Justice Ginsburg
© T.J. Kirkpatrick/The New York TimesJustice Ruth Bader Ginsburg in October in Washington, D.C.
In an unanimous opinion, Justice Ruth Bader Ginsburg excoriated the United States Court of Appeals for the Ninth Circuit for "an abuse of discretion" when it brought in third parties to argue the case and ruled on that basis. That approach "drastically" changed the judicial norms of having the parties present arguments. The Ninth Circuit opinion was written by A. Wallace Tashima who ruled with Marsha S. Berzon, and Andrew D. Hurwitz. Hurwitz was brought into the case after Judge Stephen Reinhardt died.

The case involves the conviction of Evelyn Sineneng-Smith for violating a federal law related to encouraging illegal immigration. The Ninth Circuit reversed but not before the court named three amici and invited them to brief and argue the issues. The third added amici were the Federal Defender Organizations of the Ninth Circuit, the Immigrant Defense Project[,] and the National Immigration Project of the National Lawyers Guild."

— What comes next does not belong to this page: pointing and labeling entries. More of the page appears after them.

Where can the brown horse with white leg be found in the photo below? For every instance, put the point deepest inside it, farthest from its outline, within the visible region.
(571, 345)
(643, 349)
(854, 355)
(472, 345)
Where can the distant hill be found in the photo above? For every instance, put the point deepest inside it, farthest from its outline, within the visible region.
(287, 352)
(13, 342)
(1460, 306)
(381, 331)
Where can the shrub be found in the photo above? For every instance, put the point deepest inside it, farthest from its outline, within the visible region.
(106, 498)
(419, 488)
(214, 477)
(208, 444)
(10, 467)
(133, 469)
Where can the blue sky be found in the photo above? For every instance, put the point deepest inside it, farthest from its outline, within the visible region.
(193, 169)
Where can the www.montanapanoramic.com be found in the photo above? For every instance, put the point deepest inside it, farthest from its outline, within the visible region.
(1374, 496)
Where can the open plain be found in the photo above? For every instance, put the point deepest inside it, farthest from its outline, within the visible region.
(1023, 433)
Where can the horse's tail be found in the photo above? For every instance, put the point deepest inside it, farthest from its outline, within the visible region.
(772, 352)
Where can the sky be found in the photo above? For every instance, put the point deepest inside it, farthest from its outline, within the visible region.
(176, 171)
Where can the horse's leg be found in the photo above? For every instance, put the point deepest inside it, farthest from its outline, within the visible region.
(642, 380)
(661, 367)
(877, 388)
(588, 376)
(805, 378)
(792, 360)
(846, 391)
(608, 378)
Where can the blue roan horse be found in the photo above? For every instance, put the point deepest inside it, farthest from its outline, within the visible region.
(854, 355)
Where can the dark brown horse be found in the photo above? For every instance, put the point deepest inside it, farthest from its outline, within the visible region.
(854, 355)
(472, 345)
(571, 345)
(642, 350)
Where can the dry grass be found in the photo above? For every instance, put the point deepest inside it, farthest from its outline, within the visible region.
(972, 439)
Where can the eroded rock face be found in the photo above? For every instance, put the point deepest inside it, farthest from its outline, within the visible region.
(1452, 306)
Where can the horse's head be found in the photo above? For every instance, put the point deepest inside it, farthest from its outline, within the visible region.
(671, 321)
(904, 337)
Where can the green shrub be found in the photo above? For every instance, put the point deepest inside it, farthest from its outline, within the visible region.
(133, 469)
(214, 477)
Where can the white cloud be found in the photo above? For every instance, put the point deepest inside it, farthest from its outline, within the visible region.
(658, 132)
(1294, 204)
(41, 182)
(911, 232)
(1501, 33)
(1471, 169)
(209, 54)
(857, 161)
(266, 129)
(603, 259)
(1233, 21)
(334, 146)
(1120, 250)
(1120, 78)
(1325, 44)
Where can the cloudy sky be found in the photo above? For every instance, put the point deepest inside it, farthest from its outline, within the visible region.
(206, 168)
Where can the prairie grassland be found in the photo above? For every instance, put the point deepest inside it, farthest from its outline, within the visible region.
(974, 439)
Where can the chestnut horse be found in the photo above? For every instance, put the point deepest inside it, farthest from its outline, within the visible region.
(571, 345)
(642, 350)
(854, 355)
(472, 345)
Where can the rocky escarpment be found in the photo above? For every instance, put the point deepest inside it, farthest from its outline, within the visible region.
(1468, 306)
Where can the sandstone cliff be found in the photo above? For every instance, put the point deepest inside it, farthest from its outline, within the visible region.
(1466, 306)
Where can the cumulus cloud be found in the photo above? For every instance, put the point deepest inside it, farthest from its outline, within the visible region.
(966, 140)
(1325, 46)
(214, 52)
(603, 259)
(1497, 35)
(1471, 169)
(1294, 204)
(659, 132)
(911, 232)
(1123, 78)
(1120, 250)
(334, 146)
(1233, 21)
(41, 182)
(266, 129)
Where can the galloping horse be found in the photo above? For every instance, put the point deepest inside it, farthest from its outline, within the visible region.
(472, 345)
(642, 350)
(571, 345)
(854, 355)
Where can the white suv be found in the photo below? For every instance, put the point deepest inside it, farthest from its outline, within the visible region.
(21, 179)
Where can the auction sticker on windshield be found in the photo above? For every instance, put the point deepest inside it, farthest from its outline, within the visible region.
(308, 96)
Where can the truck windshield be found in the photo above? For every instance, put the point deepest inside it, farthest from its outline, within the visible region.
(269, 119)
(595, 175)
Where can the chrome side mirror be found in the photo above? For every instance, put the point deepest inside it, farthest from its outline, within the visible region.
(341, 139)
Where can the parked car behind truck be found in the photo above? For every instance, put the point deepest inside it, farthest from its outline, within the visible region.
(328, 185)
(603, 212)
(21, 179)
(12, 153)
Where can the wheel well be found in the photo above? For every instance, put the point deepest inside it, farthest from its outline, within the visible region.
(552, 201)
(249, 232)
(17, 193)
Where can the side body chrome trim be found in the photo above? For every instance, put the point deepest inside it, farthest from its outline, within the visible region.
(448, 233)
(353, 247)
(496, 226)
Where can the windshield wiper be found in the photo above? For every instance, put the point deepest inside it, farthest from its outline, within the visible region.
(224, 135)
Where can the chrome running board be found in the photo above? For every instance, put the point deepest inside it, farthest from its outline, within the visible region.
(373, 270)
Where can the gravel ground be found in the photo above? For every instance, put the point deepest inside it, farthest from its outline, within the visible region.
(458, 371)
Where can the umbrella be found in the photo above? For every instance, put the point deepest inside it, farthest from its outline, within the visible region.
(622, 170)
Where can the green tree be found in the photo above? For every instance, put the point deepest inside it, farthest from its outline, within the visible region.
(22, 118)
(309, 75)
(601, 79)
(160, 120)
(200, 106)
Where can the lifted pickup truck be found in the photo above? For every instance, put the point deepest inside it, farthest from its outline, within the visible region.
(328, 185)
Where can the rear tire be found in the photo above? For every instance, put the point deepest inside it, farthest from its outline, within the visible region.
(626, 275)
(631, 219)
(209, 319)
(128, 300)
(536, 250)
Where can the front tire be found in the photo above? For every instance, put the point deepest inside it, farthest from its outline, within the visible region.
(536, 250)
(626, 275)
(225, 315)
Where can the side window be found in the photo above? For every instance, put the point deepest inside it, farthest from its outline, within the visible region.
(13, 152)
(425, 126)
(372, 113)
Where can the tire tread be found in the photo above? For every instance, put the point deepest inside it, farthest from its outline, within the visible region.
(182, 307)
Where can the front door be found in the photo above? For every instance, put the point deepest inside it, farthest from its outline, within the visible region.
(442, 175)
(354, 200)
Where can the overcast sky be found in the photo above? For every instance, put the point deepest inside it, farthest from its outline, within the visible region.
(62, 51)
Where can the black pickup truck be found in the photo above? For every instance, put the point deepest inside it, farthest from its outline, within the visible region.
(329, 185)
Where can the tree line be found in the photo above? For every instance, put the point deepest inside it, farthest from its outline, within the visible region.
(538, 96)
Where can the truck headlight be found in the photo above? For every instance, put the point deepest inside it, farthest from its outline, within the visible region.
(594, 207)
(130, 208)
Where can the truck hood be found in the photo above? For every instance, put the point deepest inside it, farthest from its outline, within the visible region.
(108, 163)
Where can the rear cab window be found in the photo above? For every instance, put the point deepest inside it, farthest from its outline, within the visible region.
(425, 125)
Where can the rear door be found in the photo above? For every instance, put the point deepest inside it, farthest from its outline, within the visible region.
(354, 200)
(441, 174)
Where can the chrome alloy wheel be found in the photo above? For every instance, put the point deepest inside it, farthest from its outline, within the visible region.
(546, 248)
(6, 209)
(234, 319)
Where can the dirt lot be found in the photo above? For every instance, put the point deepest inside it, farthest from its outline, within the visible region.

The Supreme Court cried foul:
"In our adversarial system of adjudication, we follow the principle of party presentation. As this Court stated in Greenlaw v. United States, 554 U. S. 237 (2008), 'in both civil and criminal cases, in the first instance and on appeal . . . , we rely on the parties to frame the issues for decision and assign to courts the role of neutral arbiter of matters the parties present.' Id., at 243. In criminal cases, departures from the party presentation principle have usually occurred "to protect a pro se litigant's rights." ... But as a general rule, our system "is designed around the premise that [parties represented by competent counsel] know what is best for them, and are responsible for advancing the facts and argument entitling them to relief." Id., at 386 (Scalia, J., concurring in part and concurring in judgment).3 In short: "[C]ourts are essentially passive instruments of government."
Ginsburg added, that "a court is not hidebound by the precise arguments of counsel, but the Ninth Circuit's radical transformation of this case goes well beyond the pale."

The Supreme Court sent the case back down the Ninth Circuit "for reconsideration ... bearing a fair resemblance to the case shaped by the parties."

That is just about as clear a spanking as you will find in a remand.